On March 30, 1970, Canal 7 installed its first relay station, above Zapla Mountain. On March 31, 1971, after verifying that the repeater facilities function correctly, the National Broadcasting and Television Authority authorized its regular operation.
 Later, in 1972, the station expanded its coverage to small towns in Salta Province.

On October 10, 1979, a contract was signed between Radio Visión Jujuy and the provincial government, by which the latter paid the station ARS$ 497,920,345 to reserve television spaces for campaigns for 3 years.

In 1980, Radio Visión Jujuy installed repeater antennas with contributions from the dictatorship to cover the Quebrada de Humahuaca and the Puna Jujeña to reach La Quiaca. On October 11 of that year, Channel 7 began broadcasting in color.

On December 1, 1982, through Decree 1375, the National Executive Branch renewed the license granted to Channel 7.

On July 27, 1983, through Decree 1890, Radio Visión Jujuy S.A. (licensee of Canal 7) of Susana Carrillo de Quevedo Cornejo was authorized to enter its directive.

On August 21, 1984, through Decree 2529, Cristina Raquel Marciani de Fernández was authorized to enter the company.

On October 18, 1984, through Law 4115, the provincial government declared the station "of provincial interest to the television and communication service in general for the entire province". Until 1986, Channel 7 was the only local station in the province, since closed circuits were not sufficiently developed in the area.

On October 31, 1985, through Decree 2127, the National Executive Branch authorized the entry of Radio Visión Jujuy S.A. (licensee of Channel 7) by Laura Eusebia Brizuela de Carrizo.

On September 21, 1989, president Carlos Menem ordered by decree the privatization of channels 11 and 13 of the city of Buenos Aires.
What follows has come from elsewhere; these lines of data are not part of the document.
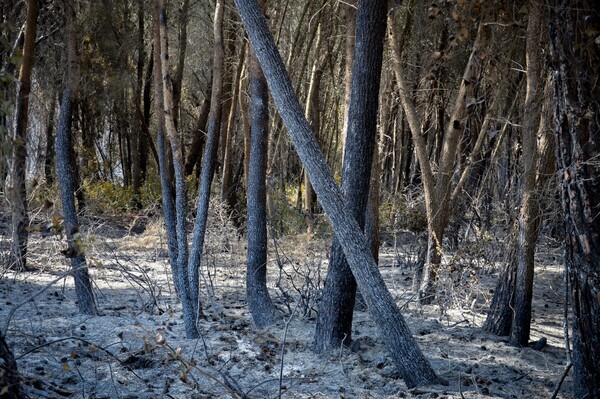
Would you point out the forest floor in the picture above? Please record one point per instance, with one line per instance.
(137, 349)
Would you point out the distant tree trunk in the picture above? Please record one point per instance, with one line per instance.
(576, 67)
(228, 191)
(10, 384)
(257, 294)
(312, 115)
(165, 179)
(404, 350)
(529, 216)
(146, 139)
(17, 192)
(334, 321)
(191, 308)
(194, 153)
(350, 39)
(178, 77)
(66, 171)
(210, 153)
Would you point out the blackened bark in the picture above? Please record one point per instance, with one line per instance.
(576, 67)
(334, 322)
(403, 349)
(500, 316)
(49, 154)
(259, 302)
(17, 192)
(9, 374)
(210, 154)
(195, 151)
(67, 184)
(67, 173)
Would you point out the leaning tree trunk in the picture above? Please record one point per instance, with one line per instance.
(334, 321)
(190, 307)
(576, 67)
(66, 172)
(210, 154)
(17, 193)
(403, 349)
(529, 214)
(259, 302)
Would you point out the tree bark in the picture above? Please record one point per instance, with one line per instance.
(404, 350)
(190, 307)
(576, 67)
(259, 302)
(210, 153)
(17, 192)
(334, 321)
(529, 218)
(66, 171)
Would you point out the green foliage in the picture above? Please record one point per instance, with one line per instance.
(409, 214)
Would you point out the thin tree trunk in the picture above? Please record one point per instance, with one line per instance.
(17, 191)
(194, 153)
(576, 67)
(259, 302)
(191, 308)
(49, 153)
(529, 214)
(404, 350)
(210, 153)
(66, 172)
(178, 77)
(228, 192)
(334, 321)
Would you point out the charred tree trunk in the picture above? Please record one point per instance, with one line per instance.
(334, 322)
(17, 191)
(66, 172)
(259, 302)
(209, 158)
(576, 67)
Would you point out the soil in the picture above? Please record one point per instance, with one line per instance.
(137, 349)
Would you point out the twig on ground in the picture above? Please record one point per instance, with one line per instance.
(562, 379)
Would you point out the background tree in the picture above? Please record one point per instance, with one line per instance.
(257, 294)
(334, 322)
(412, 365)
(66, 171)
(575, 66)
(17, 192)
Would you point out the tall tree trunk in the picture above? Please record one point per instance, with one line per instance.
(165, 178)
(259, 302)
(194, 153)
(137, 130)
(190, 307)
(404, 350)
(529, 217)
(178, 77)
(312, 115)
(576, 67)
(66, 171)
(334, 321)
(17, 192)
(210, 153)
(228, 191)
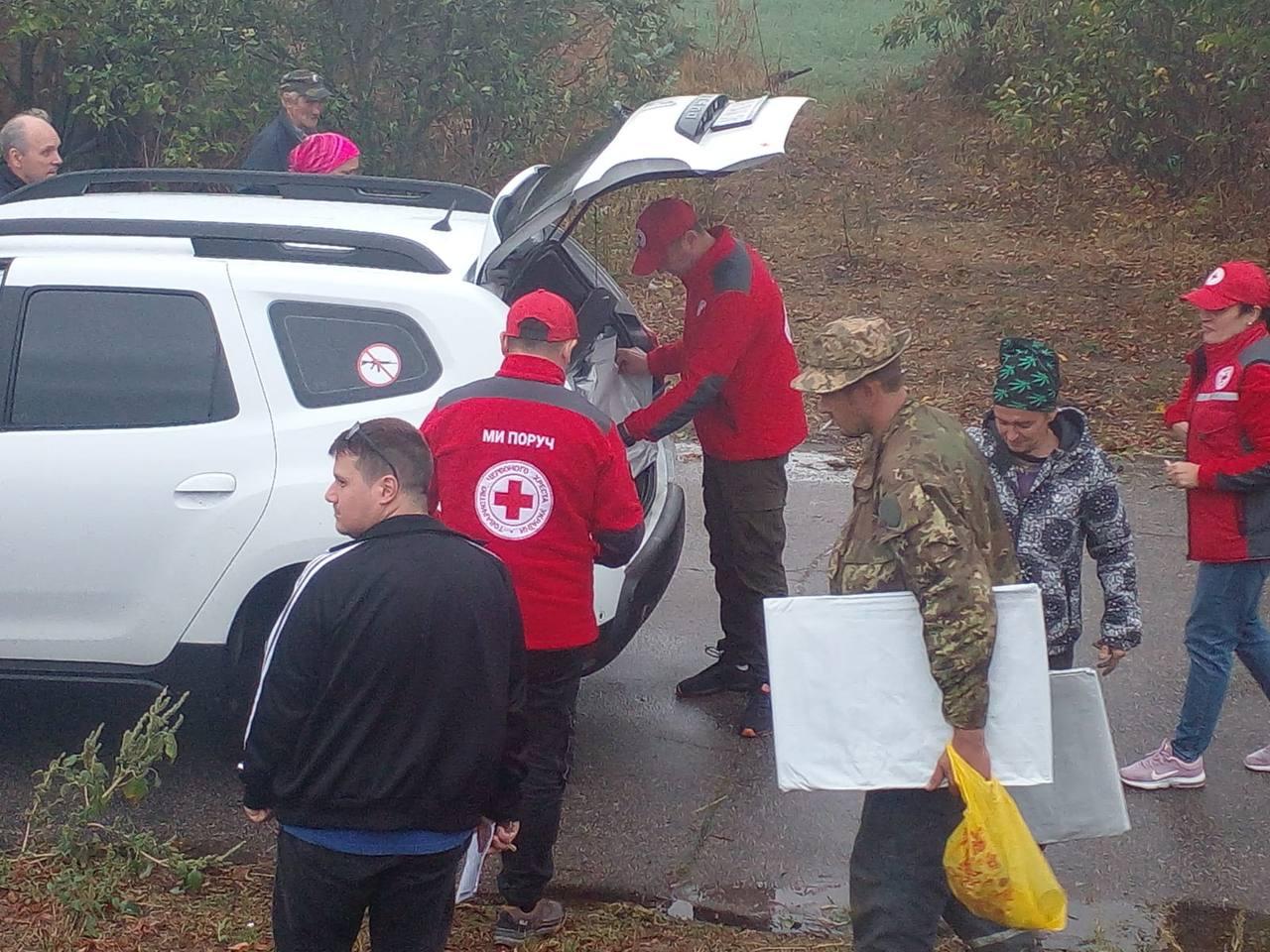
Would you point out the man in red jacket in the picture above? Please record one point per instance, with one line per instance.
(539, 475)
(734, 362)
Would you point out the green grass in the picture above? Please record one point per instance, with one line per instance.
(834, 37)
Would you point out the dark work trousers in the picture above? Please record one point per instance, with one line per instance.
(898, 888)
(550, 699)
(320, 897)
(744, 506)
One of the companies that participated in these tenders was the company Televisión Federal S.A. (Telefe), which at that time had Televisoras Provinciales S.A. as one of its main shareholders (of which Radio Visión Jujuy S.A., the licensee of Channel 7, was a shareholder).

The Canal 11 tender was won by the company Arte Radiotelevisivo Argentino (Artear), owned by Grupo Clarín. However, because he had also obtained the license from Channel 13, he had to opt for one of them and decided to stay with the latter and therefore, 11 ended up in the hands of Televisión Federal. The license became effective on January 15, 1990.

In 1996, Miguel Valdez Cánepa, responsible for Channel 7's programming grid for much of its history, retired from Radio Visión Jujuy and declared that there was no longer material to program since the station began to retransmit Telefe most of the time.

On January 26, 1998, through Decree 95, the National Executive Branch authorized the entry of Radio Visión Jujuy S.A. (licensee of Channel 7) by Eulalia Quevedo de Jenefes.